To harvest the cartilage perichondrial graft, an incision is made on the posteromedial surface of the tragus (Fig. 12-10). This incision is carried through the tragal cartilage, preserving the dome of the tragal cartilage for cosmesis. A House No. 2 lancet elevator is used to elevate the perichondrium from one surface of the cartilage, leaving it hinged on the other side, similar to a book cover. The cartilage is trimmed to the proper dimensions, depending on the degree of disease present. A posterosuperior quadrant retraction often requires a cartilage graft of approximately 4 mm in diameter. For cases of atelectasis of the entire tympanic membrane, the cartilage can be incorporated into the entire pars tensa. In this situation, a wedge-shaped area of cartilage is accessed to accommodate the manubrium, if present. When using large cartilage grafts not likely to move in healing, perichondrium is not needed and is detached.

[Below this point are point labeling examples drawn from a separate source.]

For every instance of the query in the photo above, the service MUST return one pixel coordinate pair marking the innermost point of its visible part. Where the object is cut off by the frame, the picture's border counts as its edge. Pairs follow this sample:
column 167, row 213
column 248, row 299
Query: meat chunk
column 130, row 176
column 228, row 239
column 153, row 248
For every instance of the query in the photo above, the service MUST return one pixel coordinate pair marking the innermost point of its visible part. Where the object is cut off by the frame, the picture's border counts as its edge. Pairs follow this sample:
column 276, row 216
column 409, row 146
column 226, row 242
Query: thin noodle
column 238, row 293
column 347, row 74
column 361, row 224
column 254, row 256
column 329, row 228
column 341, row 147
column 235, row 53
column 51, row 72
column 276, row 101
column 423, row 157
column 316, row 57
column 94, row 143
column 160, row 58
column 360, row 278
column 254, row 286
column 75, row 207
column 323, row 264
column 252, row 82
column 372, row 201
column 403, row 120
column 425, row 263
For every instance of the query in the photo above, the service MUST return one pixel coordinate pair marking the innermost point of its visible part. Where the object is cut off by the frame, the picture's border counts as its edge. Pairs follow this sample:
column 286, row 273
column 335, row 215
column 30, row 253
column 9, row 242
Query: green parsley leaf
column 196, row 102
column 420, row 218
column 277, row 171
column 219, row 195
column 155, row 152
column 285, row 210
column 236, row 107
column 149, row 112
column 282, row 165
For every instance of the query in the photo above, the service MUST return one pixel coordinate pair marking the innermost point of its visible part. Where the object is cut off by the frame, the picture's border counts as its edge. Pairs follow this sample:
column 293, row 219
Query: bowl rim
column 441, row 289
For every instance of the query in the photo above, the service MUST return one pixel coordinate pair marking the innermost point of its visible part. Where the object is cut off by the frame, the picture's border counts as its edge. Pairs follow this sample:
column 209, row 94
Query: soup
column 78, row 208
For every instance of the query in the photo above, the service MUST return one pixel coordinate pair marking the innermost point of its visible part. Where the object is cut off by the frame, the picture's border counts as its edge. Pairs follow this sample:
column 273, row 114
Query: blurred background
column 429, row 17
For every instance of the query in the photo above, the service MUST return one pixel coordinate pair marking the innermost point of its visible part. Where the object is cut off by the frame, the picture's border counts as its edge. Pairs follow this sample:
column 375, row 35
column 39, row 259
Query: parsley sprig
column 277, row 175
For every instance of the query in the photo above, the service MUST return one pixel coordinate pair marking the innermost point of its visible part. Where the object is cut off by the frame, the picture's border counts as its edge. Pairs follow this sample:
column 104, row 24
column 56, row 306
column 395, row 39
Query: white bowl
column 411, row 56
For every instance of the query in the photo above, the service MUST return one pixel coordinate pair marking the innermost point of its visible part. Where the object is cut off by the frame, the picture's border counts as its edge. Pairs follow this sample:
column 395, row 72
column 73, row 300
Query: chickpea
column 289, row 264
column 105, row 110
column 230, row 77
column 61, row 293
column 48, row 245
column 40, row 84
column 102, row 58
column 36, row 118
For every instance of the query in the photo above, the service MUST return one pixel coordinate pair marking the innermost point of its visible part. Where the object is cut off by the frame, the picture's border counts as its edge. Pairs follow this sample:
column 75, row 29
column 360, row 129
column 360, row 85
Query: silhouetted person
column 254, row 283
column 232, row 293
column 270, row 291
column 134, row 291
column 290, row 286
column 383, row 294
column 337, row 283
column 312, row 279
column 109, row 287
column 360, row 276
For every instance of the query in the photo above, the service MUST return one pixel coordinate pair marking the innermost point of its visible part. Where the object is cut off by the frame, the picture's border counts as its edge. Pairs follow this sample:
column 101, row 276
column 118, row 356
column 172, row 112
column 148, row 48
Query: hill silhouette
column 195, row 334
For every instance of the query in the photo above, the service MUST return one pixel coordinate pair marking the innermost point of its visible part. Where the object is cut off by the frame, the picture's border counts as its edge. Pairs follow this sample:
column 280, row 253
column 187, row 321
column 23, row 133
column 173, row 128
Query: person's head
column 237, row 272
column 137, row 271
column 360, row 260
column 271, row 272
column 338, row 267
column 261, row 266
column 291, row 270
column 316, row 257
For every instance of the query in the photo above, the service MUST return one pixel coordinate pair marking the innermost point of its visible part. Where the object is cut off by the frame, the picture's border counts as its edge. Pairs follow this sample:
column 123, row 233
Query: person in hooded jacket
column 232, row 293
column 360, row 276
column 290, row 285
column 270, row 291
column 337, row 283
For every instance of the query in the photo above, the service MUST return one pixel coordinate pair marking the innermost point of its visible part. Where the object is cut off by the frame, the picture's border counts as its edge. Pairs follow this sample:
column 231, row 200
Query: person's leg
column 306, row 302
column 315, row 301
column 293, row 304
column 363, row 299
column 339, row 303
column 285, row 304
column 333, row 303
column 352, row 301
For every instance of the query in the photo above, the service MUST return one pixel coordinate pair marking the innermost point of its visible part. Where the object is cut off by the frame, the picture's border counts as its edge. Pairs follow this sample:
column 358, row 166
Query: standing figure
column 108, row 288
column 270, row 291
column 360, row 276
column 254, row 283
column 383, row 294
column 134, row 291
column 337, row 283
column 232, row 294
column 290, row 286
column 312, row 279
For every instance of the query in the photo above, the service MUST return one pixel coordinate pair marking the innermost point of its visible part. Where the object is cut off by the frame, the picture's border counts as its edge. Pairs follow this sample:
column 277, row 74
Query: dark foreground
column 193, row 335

When the middle ear has been packed with moistened Gelfoam, the cartilage/perichondrial graft is placed with the perichondrium side facing laterally. The perichondrium is tucked under the manubrium and draped over the ear canal posteriorly. The cartilage should not overlap the posterior canal wall. The areolar tissue graft is trimmed to size and placed lateral to the cartilage perichondrial graft and medial to the fibrous annulus and manubrium (Fig. 12-11). This areolar graft serves to cover any remaining defects in the tympanic membrane or exposed bone in the external canal. When perichondrium is not used, the cartilage graft is placed atop the middle ear Gelfoam and medial to the tympanic membrane graft. The cartilage is ultimately enveloped by the neo–tympanic membrane. The superior-based and inferior-based canal flaps are returned to their original positions, covering the grafts as they extend onto the posterior canal wall. The external canal is filled with Polysporin ointment, and closure proceeds in the manner previously described.
Results
Results in 100 ears using cartilage tympanoplasty were reported more recently.34 The retracted portion of the tympanic membrane was in the posterosuperior quadrant in 37%, the entire drum in 34%, the posterior half in 18%, the pars flaccida alone in 16%, the pars flaccida and pars tensa combined in 4%, and the anterior half in 1%. Cholesteatoma was present in 33 ears. Ossicular reconstruction was required in 52 ears; 31 of these procedures were performed simultaneously with the cartilage tympanoplasty, and 21 were staged.